At 10:38 AM, Blogger tocadaspacas said...

Acho que ninguém, nenhum professor ou escola pode lidar com os outros para que gostem de literatura se não for do mesmo jeito que a literatura lida conosco: com profunda intimidade compartilhada, entusiasmo instigante.

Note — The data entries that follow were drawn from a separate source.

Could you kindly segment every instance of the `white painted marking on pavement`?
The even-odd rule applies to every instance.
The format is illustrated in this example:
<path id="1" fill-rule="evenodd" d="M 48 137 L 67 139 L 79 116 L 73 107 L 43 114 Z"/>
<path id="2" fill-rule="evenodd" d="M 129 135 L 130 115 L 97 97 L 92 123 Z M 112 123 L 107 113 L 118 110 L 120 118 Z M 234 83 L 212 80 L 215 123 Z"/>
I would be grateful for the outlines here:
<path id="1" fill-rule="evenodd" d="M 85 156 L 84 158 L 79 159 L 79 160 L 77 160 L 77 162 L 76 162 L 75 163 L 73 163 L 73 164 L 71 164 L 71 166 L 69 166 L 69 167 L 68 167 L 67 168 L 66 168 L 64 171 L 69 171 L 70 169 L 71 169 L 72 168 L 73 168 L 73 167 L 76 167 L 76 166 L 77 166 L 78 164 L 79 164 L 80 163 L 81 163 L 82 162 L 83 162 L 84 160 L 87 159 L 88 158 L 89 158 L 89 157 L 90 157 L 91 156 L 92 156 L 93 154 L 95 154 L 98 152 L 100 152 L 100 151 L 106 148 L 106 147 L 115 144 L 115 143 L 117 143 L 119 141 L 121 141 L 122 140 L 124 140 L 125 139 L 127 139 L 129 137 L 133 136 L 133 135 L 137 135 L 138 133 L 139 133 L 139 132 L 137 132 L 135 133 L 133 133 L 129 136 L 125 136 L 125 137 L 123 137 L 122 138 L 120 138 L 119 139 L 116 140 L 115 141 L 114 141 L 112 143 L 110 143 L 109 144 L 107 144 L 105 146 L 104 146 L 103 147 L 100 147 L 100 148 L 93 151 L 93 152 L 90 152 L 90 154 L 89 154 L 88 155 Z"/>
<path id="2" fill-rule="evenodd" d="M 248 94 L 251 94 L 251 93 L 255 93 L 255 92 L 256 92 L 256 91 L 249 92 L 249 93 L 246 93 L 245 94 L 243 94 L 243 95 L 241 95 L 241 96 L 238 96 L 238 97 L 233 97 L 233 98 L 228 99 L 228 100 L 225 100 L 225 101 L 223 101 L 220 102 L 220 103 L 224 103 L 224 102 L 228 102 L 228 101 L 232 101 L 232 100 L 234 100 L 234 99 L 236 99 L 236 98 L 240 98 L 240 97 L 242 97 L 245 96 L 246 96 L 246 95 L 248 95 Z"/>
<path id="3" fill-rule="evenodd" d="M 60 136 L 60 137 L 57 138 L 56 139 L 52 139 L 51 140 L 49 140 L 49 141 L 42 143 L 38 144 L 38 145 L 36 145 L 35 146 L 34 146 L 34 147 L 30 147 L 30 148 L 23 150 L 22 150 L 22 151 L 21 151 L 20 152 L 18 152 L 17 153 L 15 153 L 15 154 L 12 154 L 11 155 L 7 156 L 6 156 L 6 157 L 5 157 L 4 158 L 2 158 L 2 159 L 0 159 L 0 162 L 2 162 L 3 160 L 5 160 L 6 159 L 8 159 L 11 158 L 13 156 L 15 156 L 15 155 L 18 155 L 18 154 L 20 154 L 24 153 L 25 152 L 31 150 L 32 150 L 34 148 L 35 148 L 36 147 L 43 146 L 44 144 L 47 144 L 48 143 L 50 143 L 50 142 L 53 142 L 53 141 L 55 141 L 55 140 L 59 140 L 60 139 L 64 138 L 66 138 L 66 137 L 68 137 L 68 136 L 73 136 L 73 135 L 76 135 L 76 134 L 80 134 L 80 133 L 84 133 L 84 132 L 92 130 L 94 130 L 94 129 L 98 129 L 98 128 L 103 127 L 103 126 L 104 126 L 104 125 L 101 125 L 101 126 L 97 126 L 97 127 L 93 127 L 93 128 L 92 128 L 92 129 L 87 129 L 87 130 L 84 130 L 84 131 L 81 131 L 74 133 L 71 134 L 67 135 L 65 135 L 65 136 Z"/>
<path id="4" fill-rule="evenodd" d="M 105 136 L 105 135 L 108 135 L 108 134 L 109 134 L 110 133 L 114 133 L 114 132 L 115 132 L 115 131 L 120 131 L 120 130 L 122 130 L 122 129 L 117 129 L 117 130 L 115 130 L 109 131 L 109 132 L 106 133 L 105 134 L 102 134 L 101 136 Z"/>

Sei e creio, a contragosto,que a literatura não é para todos, mas sei que pode ser para mais gente do que de costume. Parabéns a vocês.

Genésio Fernandes

 
At 12:17 PM, Anonymous Anônimo said...

Flávia,

Conhecer você foi um dos melhores presentes da minha vida. Quando as pessoas perguntam se você é uma boa professora ou se gosto de você, não tenho palavras para explicar nem um terço do que você passa, fala, muda. Isso mesmo, creio que a melhor palavra seja MUDANÇA, você tem um Dom de mudar as pessoas ao seu redor, não são todas, mas são muitas. Ano passado, 2010, eu tinha "projetos de crescimento individual", como todos têm; o problema é que eu pensava que iria realizá-los só aos 40 ou 50 anos, mas você parece que os acelerou de uma maneira... Aprendi a desvalorizar mais as coisas materiais, a ser mais humano, mais solidário, talvez, Flávia, aprendi a viver. Fernandinho, na última vez que falei com ele, disse algumas coisas que me marcaram, disse que este ano foi o melhor da minha vida, que eu tinha mudado muito e era isso o que mais importava; como sempre, agradeci a ele por ter indicado você e corfirmei o que disse. Sabe, Flávia, as pessoas têm que perceber que, se elas não passaram no vestibular, não significa que "perderam o ano", se eu não passasse e no próximo ano aprendesse 50% do que qprendi neste ano, já era uma enorme felicidade. Vou corregar você, como já disse, para toda vida, nunca esquecerei seus olhos brilhando na hora da aula, suas palavras de mãe, desse anjo torto que adentrou na minha vida. Parece, Flávia, que já conheço você faz tempo, tem coisas na vida que surgem e ficam, não consigo pensar na minha vida sem sua marca. Você é minha Profmãe e sempre será, jamais esquecerei você.
De seu eterno Filho,
Gustavo Carvalho.

 
At 12:33 PM, Anonymous Anônimo said...

Flávia, vim dar a ótima notícia de que passei em ADMINISTRAÇÃO na UPE, pelo seriado.. vim aqui para agradecer, mais do que tudo, pela ótima oportunidade que você me deu de aprender literatura e redação... só passei por causa de você. Obrigado flávia. E, sim... estou gostando muito de "Grande sertão: veredas"... Um beijo...
Jáder Cabral.

 
At 3:22 PM, Blogger Gael Nascimento said...

Flavinha, sou seu aluno do Núcleo de estudos, e fui ano passado à Hora de Clarice, acabei ganhando um marca página que você mesma o fez. Espero que esse evento se estenda a todos os anos... Grande beijo!